Roma-Organisationen kritisieren Ablehnung der Anerkennung als nationale Minderheit

01 Jun 18

Keine Anerkennung als nationale Minderheit: Roma Organisationen kritisieren Bundesratsentscheid

Heute hat der Bundesrat entschieden, das Gesuch um Anerkennung der Roma als nationale Minderheit im Rahmen der Minderheitenkonvention des Europarates abzulehnen. Schweizer Roma-Organisationen und die Gesellschaft für bedrohte Völker (GfbV) kritisieren diesen Entscheid scharf und prüfen weitere Schritte.

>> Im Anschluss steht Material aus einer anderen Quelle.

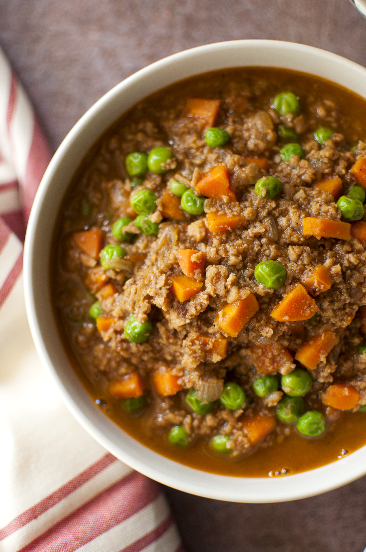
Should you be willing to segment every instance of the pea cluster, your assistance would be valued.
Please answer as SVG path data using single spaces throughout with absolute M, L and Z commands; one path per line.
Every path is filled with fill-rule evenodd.
M 316 437 L 325 429 L 325 418 L 317 410 L 309 410 L 303 413 L 302 397 L 310 391 L 313 380 L 304 370 L 296 368 L 281 377 L 281 385 L 285 396 L 277 405 L 277 417 L 284 423 L 295 423 L 298 431 L 308 437 Z M 259 378 L 253 383 L 253 389 L 259 397 L 265 397 L 278 389 L 276 376 Z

Heute hat der Bundesrat das Gesuch Schweizer Roma Organisationen um Anerkennung als nationale Minderheit abgelehnt. „Dieser Entscheid ist sehr bedauerlich“, kritisiert Stéphane Laederich, Executive Director der Rroma Foundation. „Es zeigt einmal mehr, dass Roma trotz jahrhundertelanger Anwesenheit in der Schweiz noch immer als Fremdkörper wahrgenommen werden.“
Trotz Repression, Deportation und Verfolgung sind Roma seit über  600 Jahren ein Teil der Schweizer Realität. Die erste Ankunft von Roma auf Schweizer Territorium ist in Zürich im Jahr 1418 dokumentiert. Von 1471 bis 1972 erneuerte die Schweiz immer wieder die angeordneten Einreisesperren gegen die Roma. Trotzdem sind Roma seit Jahrhunderten in der Schweiz präsent, viele davon ohne sich als Roma erkenntlich zu geben.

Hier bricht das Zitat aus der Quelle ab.